Kini Kirana tahu, karena rencana pernikahan Kirana dan Farhan yang tadinya sebentar lagi akan dilaksanakan itu telah batal, kini Mama mencari pengganti Farhan untuk tetap menikahi Kirana dua bulan kemudian, karena Mama sudah memesan penata rias, dekorasi, dan cathering. Padahal jika semua dibatalkan pun tidak jadi masalah, justru Kirana menginginkan waktu yang lebih lama untuk membuka hatinya pada pria lain, karena semua wanita menginginkan menikah sekali untuk seumur hidup, pastinya tidak asal pilih pasangan, apalagi pasangan yang tidak di cintai, tidak akan bisa jadi pilihan.
"Sekarang, kamu mau tanya-tanya apa sama aku? Biar kita lebih kenal dekat." Ujar Andra.
"Aku ga yakin kalau kamu suka sama aku, karena kita kan baru kenal." Tutur Kirana.
"Dari awal kita kenal, aku udah ada rasa sama kamu."

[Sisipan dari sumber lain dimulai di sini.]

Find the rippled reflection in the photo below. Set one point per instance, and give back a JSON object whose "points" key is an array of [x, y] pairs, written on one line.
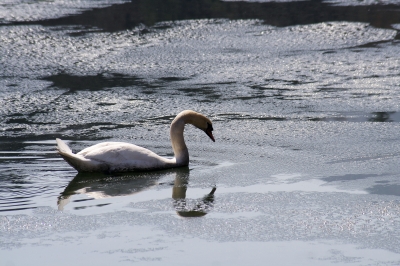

Kirana tak begitu percaya dengan omongan Andra, karena mereka baru pertama bertemu diacara pesta pernikahan, paling hanya rasa kagum yang tercipta, kalau untuk rasa cinta, pastinya belum ada.
"Buktinya, ketika ibumu mau minta aku untuk menikahi kamu, aku langsung bersedia."
Tiba-tiba Kirana mendengar suara pintu rumah Farhan terbuka, ia menoleh kerumah Farhan, benar saja Farhan keluar dari rumahnya. Farhan melihat Kirana yang sedang duduk bersama laki-laki yang tak dikenalnya. Ada rasa cemburu didalam hati Farhan ketika melihat wanita yang pernah menemaninya itu bersama laki-laki lain, tapi Farhan berusaha menepis semua itu. Farhan mengeluarkan motornya, lalu ia pergi.
Kirana yang dari tadi pandangannya masih mengarah pada Farhan membuat Andra curiga.
"Siapa sih itu?" Tanya Andra yang membuatnya penasaran karena pandangan mata Kirana mengikuti gerak gerik Farhan.
"Tetangga."
"Tetangga baru?"
"Oh nggak, tetangga lama."
"Ngeliatinnya sampai kayak gitu, kayak baru pertama ngeliat aja!"
Kirana tersenyum getir pada Andra. Andra tak tahu bahwa laki - laki itu adalah laki - laki yang Kirana harapkan untuk menikahinya, laki - laki yang Kirana harapkan untuk jadi imamnya dan ayah dari anak - anaknya.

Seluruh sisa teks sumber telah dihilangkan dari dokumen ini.